My neighbour was telling me about this dish a while ago and they way she explained it made my mouth water. I asked her a copy of the recipe and here it is now on Zaar. I've only tried it once and next time I make it I may remove the liquid/sauce and puree it so it could be a thicker green sauce. I will also try it with chicken thighs as I used chicken breast and it wasn't tender as I wanted it to be. Overall the flavours were yummy and I served it with cous cous. UPDATE!! After much consideration and experimentation, I've double to sauce as suggested by the reviewers - NOTE!! An "average" sized bunch of coriander is 60 grams (2 oz) = 1 1/2 cups chopped
- 1 1⁄2 tablespoons olive oil
- 8 skinless chicken thighs
- 2 large onions, peeled & sliced
- 1 cup dry white wine
- 2 bunches fresh cilantro (** Reminder to use entire coriander, stems and leaf) or 2 bunches fresh coriander, separate stems and leaf then, coarsely chopped (** Reminder to use entire coriander, stems and leaf)
- 2 garlic cloves, finely chopped
- 1 teaspoon salt (or to your personal taste)
- 1 teaspoon black pepper, freshly ground (or to your personal taste)
- 2 tablespoons lemons, juice of (optional)
- Heat the oil in a large non stick fry pan. When it is hot, add the thighs in one layer and saute them over medium to high heat for 4 minutes on each side or until nicely browned. Remove the chicken to a platter.
- Add the onions to the dripping in the pan. Sauté for 1 minute. Stir in the garlic, wine and coriander stems only (not leafs at this stage) and sauté for 1 minute longer.
- Return the chicken to the pan, add lemon (if your using it) salt and pepper. Bring the surrounding liquid to the boil.
- Cover the pan, reduce the heat and boil gently for 15 minutes.
- Stir in the coriander leaves and serve 2 thighs per person.
- Serve with rice or cous cous.
One potential problem with this recipe is that a 'bunch' of coriander/cilantro is an extremely imprecise measure. From some of the comments, I think some people are not using enough cilantro. I made the recipe as written and thought it was delicious. Two things that are not clear in the instructions:
Separate the leaves and stems (notice that they are added at different times), and finely mince the stems so that they will cook into the sauce.
The process of separating the leaves and stems is the most time-consuming part of making this dish. I was surprised at the huge pile of cilantro leaves; I thought it must be much too much, but it came out fine.
I removed the chicken and added the leaves at the very end of the cooking process, and stirred the leaves into the sauce and let them cook for about 1-2 minutes so that they wilted.
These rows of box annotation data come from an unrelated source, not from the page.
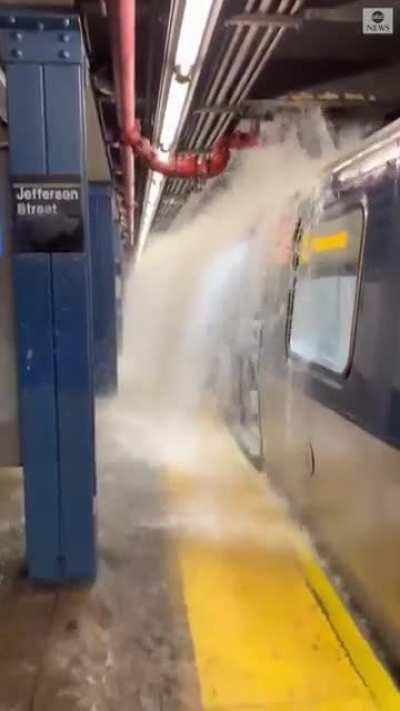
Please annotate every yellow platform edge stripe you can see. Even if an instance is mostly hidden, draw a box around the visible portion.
[227,428,400,711]
[301,551,400,711]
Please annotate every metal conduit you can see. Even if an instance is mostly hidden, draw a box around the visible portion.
[161,0,305,214]
[208,0,304,146]
[189,0,256,148]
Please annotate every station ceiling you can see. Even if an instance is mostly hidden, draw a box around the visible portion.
[0,0,400,245]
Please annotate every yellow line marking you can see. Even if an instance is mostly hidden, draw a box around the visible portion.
[168,427,394,711]
[303,552,400,711]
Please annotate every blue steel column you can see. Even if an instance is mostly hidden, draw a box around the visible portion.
[89,182,117,395]
[0,9,96,582]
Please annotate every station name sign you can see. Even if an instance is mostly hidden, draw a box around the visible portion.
[12,176,84,253]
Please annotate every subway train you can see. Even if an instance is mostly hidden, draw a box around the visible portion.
[236,121,400,671]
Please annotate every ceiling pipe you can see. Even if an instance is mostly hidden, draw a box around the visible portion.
[106,0,136,247]
[107,0,257,245]
[122,123,258,180]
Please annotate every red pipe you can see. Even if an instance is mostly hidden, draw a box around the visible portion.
[106,0,257,245]
[122,122,258,179]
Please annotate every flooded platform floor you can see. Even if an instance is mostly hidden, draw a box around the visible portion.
[0,420,400,711]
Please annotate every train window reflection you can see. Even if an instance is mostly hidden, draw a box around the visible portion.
[290,206,363,373]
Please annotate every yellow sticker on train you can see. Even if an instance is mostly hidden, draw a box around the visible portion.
[300,230,349,263]
[310,231,349,252]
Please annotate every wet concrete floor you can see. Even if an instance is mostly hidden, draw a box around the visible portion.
[0,422,390,711]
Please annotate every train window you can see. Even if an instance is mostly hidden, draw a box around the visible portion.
[289,205,364,374]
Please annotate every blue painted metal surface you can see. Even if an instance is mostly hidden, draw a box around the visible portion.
[89,183,117,395]
[0,10,96,582]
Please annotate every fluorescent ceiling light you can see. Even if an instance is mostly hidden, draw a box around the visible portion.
[175,0,214,76]
[334,141,400,183]
[138,0,214,250]
[160,77,190,151]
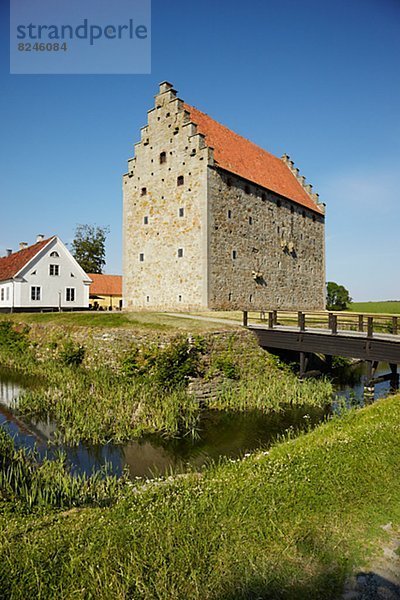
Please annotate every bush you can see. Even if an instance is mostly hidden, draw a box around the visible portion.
[59,339,85,367]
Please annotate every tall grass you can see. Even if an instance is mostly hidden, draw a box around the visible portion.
[0,397,400,600]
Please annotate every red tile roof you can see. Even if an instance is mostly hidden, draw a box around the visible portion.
[0,236,55,281]
[88,273,122,296]
[185,104,322,213]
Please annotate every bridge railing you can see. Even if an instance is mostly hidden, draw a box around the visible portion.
[243,310,400,337]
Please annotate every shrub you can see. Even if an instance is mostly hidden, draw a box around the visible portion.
[59,339,85,367]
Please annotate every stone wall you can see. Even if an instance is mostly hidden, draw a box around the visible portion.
[123,84,212,310]
[208,168,325,310]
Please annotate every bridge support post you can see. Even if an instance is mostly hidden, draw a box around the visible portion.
[389,363,399,391]
[299,352,309,377]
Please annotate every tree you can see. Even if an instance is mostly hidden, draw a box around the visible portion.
[71,225,109,273]
[326,281,351,310]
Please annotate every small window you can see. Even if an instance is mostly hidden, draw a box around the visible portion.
[49,265,60,277]
[65,288,75,302]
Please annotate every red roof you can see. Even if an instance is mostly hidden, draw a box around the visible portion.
[0,236,55,281]
[88,273,122,296]
[185,104,322,213]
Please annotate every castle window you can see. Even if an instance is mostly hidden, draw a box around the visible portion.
[49,265,60,277]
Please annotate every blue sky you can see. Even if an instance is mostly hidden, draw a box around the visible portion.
[0,0,400,300]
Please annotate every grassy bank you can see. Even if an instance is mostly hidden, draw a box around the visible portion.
[0,321,332,444]
[0,397,400,600]
[348,300,400,315]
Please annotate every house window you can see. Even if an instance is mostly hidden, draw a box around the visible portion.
[65,288,75,302]
[49,265,60,277]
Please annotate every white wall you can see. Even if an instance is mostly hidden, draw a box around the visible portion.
[14,238,89,309]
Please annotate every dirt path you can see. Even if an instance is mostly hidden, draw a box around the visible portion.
[341,523,400,600]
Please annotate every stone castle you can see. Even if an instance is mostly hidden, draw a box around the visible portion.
[123,82,325,310]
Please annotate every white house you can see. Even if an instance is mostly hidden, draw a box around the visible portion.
[0,235,92,312]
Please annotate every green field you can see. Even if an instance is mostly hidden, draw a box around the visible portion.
[348,300,400,315]
[0,396,400,600]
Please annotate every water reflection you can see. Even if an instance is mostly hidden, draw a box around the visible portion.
[0,365,390,478]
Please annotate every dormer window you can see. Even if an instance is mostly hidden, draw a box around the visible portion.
[49,265,60,277]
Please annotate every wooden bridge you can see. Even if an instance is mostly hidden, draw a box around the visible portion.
[243,310,400,389]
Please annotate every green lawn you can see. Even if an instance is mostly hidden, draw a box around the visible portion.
[0,396,400,600]
[348,300,400,315]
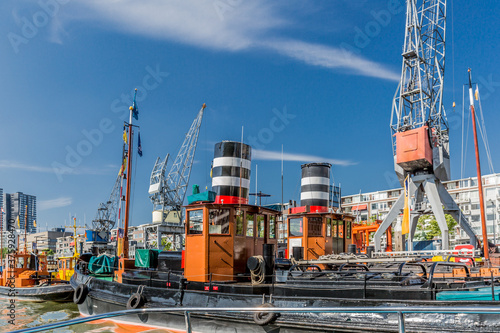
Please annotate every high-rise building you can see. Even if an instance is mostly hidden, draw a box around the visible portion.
[0,188,5,228]
[2,192,36,233]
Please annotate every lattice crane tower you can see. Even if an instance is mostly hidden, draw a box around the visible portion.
[149,104,206,223]
[374,0,476,251]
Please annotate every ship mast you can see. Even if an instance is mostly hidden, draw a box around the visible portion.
[121,89,137,258]
[469,68,490,261]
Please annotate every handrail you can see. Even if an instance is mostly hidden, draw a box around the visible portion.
[12,306,500,333]
[422,261,470,289]
[398,262,427,279]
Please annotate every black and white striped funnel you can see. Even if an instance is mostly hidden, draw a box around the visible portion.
[212,141,252,204]
[300,163,332,207]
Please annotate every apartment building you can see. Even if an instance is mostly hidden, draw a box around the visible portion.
[342,173,500,243]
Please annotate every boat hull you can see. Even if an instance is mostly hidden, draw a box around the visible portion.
[71,272,500,333]
[0,283,74,302]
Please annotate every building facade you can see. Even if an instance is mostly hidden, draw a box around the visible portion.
[2,192,36,233]
[342,173,500,243]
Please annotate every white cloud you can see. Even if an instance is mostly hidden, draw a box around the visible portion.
[252,149,356,166]
[0,160,116,175]
[267,40,399,81]
[38,197,73,211]
[0,160,54,172]
[68,0,399,81]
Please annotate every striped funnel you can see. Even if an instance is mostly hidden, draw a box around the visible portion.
[300,163,332,207]
[212,141,252,204]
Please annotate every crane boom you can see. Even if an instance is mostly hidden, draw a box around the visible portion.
[92,172,122,233]
[149,104,206,222]
[390,0,450,184]
[374,0,477,251]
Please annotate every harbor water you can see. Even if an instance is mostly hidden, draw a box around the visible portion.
[0,298,169,333]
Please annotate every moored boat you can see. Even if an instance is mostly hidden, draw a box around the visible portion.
[0,250,73,302]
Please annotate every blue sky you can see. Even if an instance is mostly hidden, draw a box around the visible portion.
[0,0,500,228]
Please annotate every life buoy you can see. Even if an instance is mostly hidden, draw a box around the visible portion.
[253,303,279,326]
[73,284,89,304]
[127,293,146,310]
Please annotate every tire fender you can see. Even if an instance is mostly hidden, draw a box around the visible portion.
[73,284,89,304]
[253,303,279,326]
[127,293,146,310]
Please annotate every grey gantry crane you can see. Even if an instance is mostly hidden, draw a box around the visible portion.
[374,0,477,251]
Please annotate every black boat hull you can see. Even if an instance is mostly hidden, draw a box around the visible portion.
[0,283,74,302]
[71,271,500,333]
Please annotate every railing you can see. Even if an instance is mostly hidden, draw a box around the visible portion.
[13,306,500,333]
[372,249,481,258]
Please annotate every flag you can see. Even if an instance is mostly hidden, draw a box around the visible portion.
[118,157,127,175]
[129,88,139,120]
[401,175,410,235]
[137,132,142,157]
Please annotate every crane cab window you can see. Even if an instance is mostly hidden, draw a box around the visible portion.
[247,213,254,237]
[208,209,230,235]
[188,209,203,235]
[289,217,304,237]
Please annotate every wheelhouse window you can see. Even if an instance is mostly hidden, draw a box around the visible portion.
[307,217,323,237]
[234,209,244,236]
[269,215,276,239]
[208,209,230,235]
[345,221,351,238]
[289,217,304,237]
[257,215,266,238]
[337,220,344,238]
[246,213,254,237]
[188,209,203,235]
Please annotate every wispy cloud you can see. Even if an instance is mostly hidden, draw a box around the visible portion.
[252,149,357,166]
[0,160,119,175]
[267,40,400,81]
[38,197,73,211]
[67,0,399,81]
[0,160,54,172]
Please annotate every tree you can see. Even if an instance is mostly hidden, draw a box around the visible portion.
[415,214,458,240]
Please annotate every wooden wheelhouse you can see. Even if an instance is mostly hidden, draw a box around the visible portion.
[1,253,50,288]
[287,206,354,260]
[184,203,280,282]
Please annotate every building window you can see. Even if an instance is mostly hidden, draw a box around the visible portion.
[188,209,203,235]
[289,217,304,237]
[269,215,276,239]
[234,209,244,236]
[208,209,230,235]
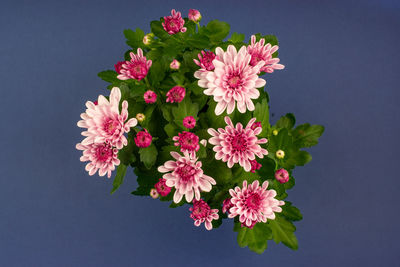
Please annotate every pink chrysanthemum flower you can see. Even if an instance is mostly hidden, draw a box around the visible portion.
[189,199,219,230]
[194,45,265,116]
[78,87,137,149]
[154,178,171,197]
[117,48,152,81]
[222,198,233,216]
[172,131,200,153]
[275,168,289,184]
[162,9,187,34]
[247,35,285,73]
[188,9,201,23]
[158,151,216,203]
[143,90,157,104]
[228,180,285,227]
[114,61,125,74]
[193,50,218,71]
[76,143,120,178]
[166,86,186,103]
[208,116,268,172]
[182,116,196,129]
[135,129,153,148]
[250,159,262,173]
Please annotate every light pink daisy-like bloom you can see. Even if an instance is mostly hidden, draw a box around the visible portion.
[143,90,157,104]
[135,129,153,148]
[189,199,219,230]
[154,178,171,197]
[228,180,285,227]
[275,168,289,184]
[222,198,233,213]
[194,45,265,116]
[247,35,285,73]
[114,61,125,74]
[150,188,159,199]
[166,86,186,103]
[172,131,200,153]
[182,116,196,129]
[208,116,268,172]
[188,9,201,23]
[169,59,181,70]
[117,48,152,81]
[77,87,137,149]
[76,143,120,178]
[158,151,216,203]
[162,9,187,34]
[250,159,262,173]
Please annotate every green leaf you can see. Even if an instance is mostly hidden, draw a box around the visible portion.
[206,20,231,43]
[124,28,144,49]
[233,222,272,254]
[281,201,303,221]
[139,144,158,169]
[111,164,128,194]
[268,214,298,250]
[228,32,245,43]
[97,70,120,83]
[253,98,270,137]
[275,113,296,130]
[292,123,325,147]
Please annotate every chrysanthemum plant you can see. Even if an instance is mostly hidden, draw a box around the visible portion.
[77,10,324,253]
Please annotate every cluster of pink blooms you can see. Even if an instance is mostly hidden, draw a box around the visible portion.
[115,48,152,81]
[228,180,285,228]
[189,199,219,230]
[208,116,268,172]
[166,86,186,103]
[76,87,137,178]
[172,131,200,153]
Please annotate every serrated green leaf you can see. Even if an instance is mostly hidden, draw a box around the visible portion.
[292,123,325,147]
[111,164,128,194]
[233,222,272,254]
[268,214,298,250]
[139,144,158,169]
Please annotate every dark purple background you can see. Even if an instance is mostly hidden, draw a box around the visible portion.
[0,0,400,266]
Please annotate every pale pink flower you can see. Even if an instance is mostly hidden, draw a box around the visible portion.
[166,86,186,103]
[208,116,268,172]
[78,87,137,149]
[158,151,216,203]
[169,59,181,70]
[222,198,233,216]
[76,143,120,178]
[150,188,159,199]
[188,9,201,23]
[193,50,218,71]
[228,180,285,227]
[162,9,187,34]
[250,159,262,173]
[135,129,153,148]
[194,45,265,116]
[154,178,171,197]
[182,116,196,129]
[247,35,285,73]
[172,131,200,153]
[275,168,289,184]
[143,90,157,104]
[114,61,125,74]
[189,199,219,230]
[117,48,152,81]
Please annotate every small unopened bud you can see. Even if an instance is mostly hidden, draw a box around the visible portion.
[136,113,146,122]
[143,32,154,45]
[275,149,285,159]
[169,59,181,70]
[150,188,158,199]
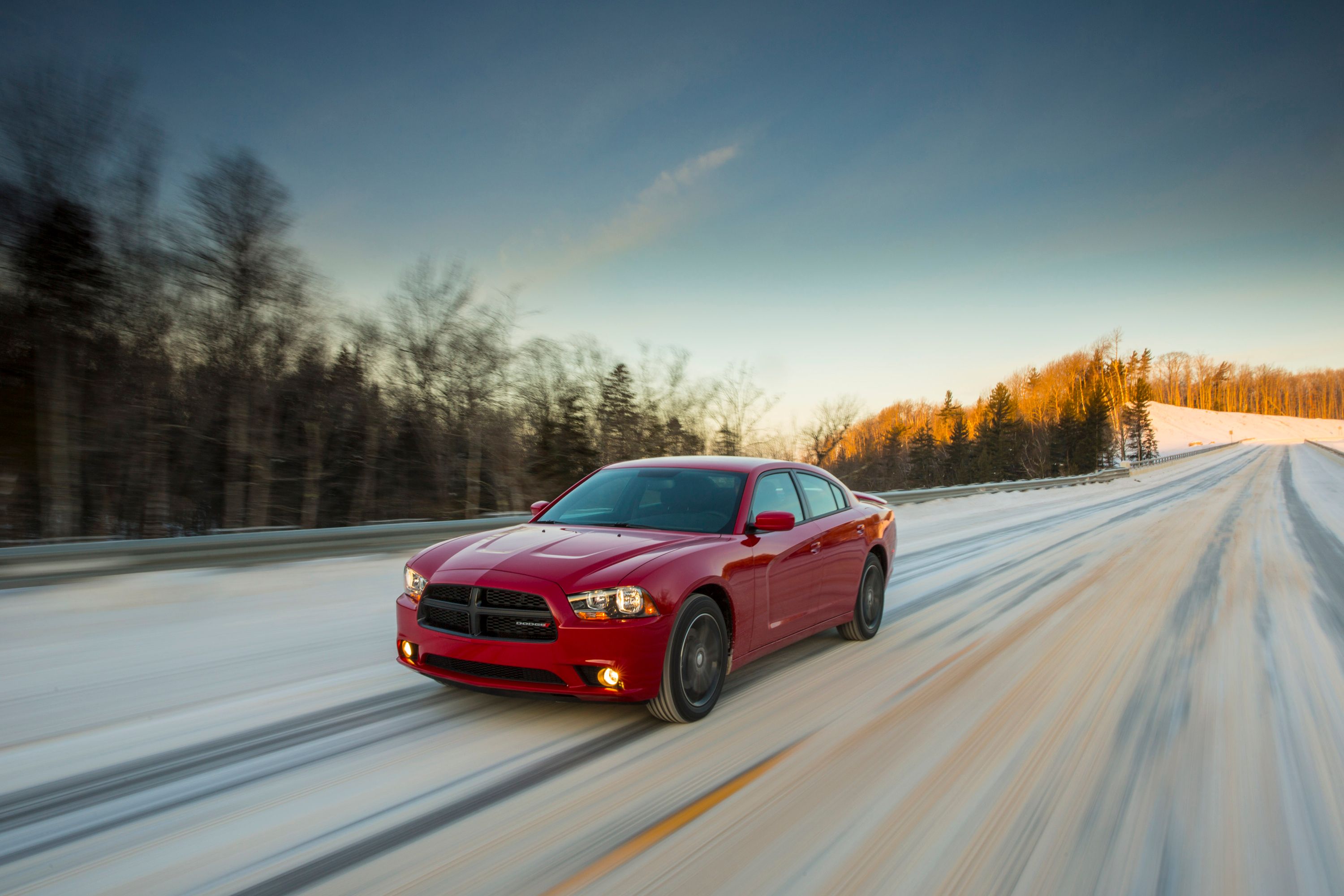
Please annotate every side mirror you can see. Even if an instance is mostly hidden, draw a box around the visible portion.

What I ended up with was a green sauce that was almost a cilantro paste; I believe that this is what the recipe author intended, because it certainly worked for me. With less cilantro, I can see that the acidity of the wine and lemon might be too much. I found everything nicely balanced.
I cooked the chicken and sauce slightly longer than the recipe calls for; probably about 20 minutes - I used a meat thermometer and used temperature instead of time to determine when it was done. Perhaps the extra cooking time also benefitted the sauce.
Made this for dinner tonight, because of the cilantro. We found this recipe very tasty. I had to alter it slightly because I no longer own a frying pan large enough for my family. So, I baked my chicken in the oven and cooked the sauce on my stove top. I then added the sauce to my chicken during the last 10 minutes of baking. I also made two changes to the recipe ingredients...I subbed chicken broth for the white wine (personal choice) and I used lime juice instead of lemon as I feel it pairs with cilantro better. I will definitely make this recipe again. Thanks for posting. Made and reviewed for the June 2010 AUS/NZ Recipe Swap.
Followed the directions for the most part. I ended up using 1 large bunch of cilantro instead of 2. 1 was plenty. Might be a bit too much onion for my taste, but was good nonetheless.